BUEA/YAOUNDE, Cameroon, April 5, 2022—Doctors Without Borders/Médecins Sans Frontières (MSF) is suspending its medical and humanitarian activities in the Southwest region of Cameroon as it calls for the release of four staff members who have been unjustly detained for months.
On December 27, 2021, two MSF staff members were arrested after the ambulance in which they were transferring a patient with gunshot wounds was stopped at the Nguti checkpoint in the Southwest region. Despite the fact that MSF followed agreed-upon procedures to notify the authorities, the MSF staff members remain in prison in Buea in a pre-trial phase. They are being investigated for complicity with secessionism simply for carrying out their medical duties.
In the weeks that followed, two other MSF staff members were also arrested by Cameroon's Gendarmerie. They are receiving legal counsel, and MSF is in constant communication with them and their families.
"We find ourselves in an untenable position: on the one hand our activities are required, and on the other hand those who provide the medical services run the risk of being persecuted for doing their work," said Sylvain Groulx, operations manager of MSF's programs in Central Africa. "In order to fulfill our duty to our patients, we need the basic preconditions in place to allow us to carry out our activities in a safe and secure environment. MSF remains available to continue the dialogue with the authorities to resolve this issue as soon as possible, so that we can resume our medical-humanitarian activities."

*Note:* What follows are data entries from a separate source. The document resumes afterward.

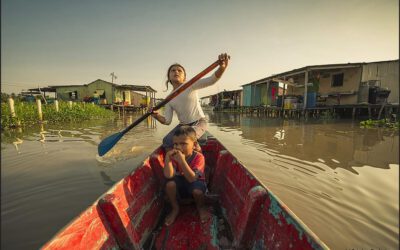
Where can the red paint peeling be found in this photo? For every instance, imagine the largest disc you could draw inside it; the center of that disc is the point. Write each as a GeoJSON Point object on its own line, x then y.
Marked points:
{"type": "Point", "coordinates": [127, 214]}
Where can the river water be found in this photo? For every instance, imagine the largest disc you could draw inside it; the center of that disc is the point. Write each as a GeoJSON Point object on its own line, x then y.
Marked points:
{"type": "Point", "coordinates": [340, 180]}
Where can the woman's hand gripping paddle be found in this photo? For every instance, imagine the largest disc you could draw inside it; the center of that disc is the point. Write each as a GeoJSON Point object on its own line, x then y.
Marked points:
{"type": "Point", "coordinates": [109, 142]}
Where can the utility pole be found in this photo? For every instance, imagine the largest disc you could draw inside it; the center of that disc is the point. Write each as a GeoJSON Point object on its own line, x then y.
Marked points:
{"type": "Point", "coordinates": [113, 76]}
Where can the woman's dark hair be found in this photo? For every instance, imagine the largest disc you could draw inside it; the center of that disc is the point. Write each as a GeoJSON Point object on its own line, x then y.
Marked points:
{"type": "Point", "coordinates": [170, 67]}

In parallel with the legal procedures, MSF representatives have engaged with the Cameroonian authorities and other stakeholders at different levels by providing information and clarity on our medical activities and procedures to facilitate our staff members' release. However, this has not led to significant progress in their cases.
In February, an independent Cameroonian organization concluded in a report about the detentions commissioned by the Ministry of Defense that MSF and its staff members should be exonerated of any wrongdoing, that the organization was acting in accordance with its humanitarian principles and that MSF's staff members should therefore be released immediately.

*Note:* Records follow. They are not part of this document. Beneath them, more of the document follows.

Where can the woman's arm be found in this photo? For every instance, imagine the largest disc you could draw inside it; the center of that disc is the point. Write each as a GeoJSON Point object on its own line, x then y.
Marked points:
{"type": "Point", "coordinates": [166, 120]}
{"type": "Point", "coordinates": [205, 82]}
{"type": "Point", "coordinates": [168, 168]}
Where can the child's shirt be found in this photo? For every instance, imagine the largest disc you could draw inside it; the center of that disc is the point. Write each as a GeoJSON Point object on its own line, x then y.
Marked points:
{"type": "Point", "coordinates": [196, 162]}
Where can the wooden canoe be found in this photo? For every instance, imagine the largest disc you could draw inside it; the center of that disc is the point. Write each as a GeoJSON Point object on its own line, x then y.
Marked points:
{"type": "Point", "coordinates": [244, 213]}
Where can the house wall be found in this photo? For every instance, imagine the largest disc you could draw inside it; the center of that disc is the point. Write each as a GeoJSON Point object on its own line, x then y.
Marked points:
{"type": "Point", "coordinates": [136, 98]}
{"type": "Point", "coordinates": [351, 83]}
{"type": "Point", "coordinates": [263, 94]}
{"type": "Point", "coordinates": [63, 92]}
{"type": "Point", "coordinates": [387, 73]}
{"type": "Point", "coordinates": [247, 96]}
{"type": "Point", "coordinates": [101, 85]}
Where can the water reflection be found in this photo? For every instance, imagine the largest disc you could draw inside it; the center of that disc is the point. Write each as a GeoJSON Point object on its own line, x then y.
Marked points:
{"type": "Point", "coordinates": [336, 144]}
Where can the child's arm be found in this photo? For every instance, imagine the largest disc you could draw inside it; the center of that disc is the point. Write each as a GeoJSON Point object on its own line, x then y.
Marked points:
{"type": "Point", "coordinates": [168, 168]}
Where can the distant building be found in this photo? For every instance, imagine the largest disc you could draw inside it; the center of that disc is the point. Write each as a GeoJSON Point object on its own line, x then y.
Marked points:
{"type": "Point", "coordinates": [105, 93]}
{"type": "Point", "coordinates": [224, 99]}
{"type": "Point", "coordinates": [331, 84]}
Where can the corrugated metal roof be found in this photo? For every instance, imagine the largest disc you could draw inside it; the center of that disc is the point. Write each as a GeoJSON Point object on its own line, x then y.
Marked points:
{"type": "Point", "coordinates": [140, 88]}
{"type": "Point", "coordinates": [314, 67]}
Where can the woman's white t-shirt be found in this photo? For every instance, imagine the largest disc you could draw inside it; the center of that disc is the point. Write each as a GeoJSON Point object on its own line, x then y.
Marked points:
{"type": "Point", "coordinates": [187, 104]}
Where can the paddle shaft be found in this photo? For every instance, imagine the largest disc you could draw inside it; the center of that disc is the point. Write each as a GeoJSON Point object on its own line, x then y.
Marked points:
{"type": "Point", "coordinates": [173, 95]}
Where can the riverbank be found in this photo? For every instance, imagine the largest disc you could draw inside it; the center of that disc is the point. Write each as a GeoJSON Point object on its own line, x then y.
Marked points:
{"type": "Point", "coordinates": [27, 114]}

As an international medical organization, MSF provides impartial medical services to every patient in need, in line with medical ethics and international humanitarian law.
"To guarantee access to medical care and essential humanitarian aid while ensuring maximum security for our teams and patients, in Cameroon as elsewhere in the world, our teams are in contact with all armed actors involved, both state and nonstate,” Groulx said. "This can by no means be considered as a lack of impartiality or an act of collusion with any parties to the ongoing violence in the anglophone regions."
MSF has been working in Cameroon since 1984. MSF works in the Far North, the Southwest and in Yaoundé, supporting access to health care in communities and hospitals, providing surgical care, malaria treatment, treatment for COVID-19 and health promotion. In 2020, we treated more than one million patients in Cameroon. In December 2020, MSF activities were suspended by the authorities in the Northwest region, and we are still in dialogue with them to restart our medical services. MSF was also supporting the Ministry of Health in responding to a cholera epidemic raging in the Southwest region of Cameroon. As of this week, all MSF's medical activities in anglophone regions of Cameroon have stopped.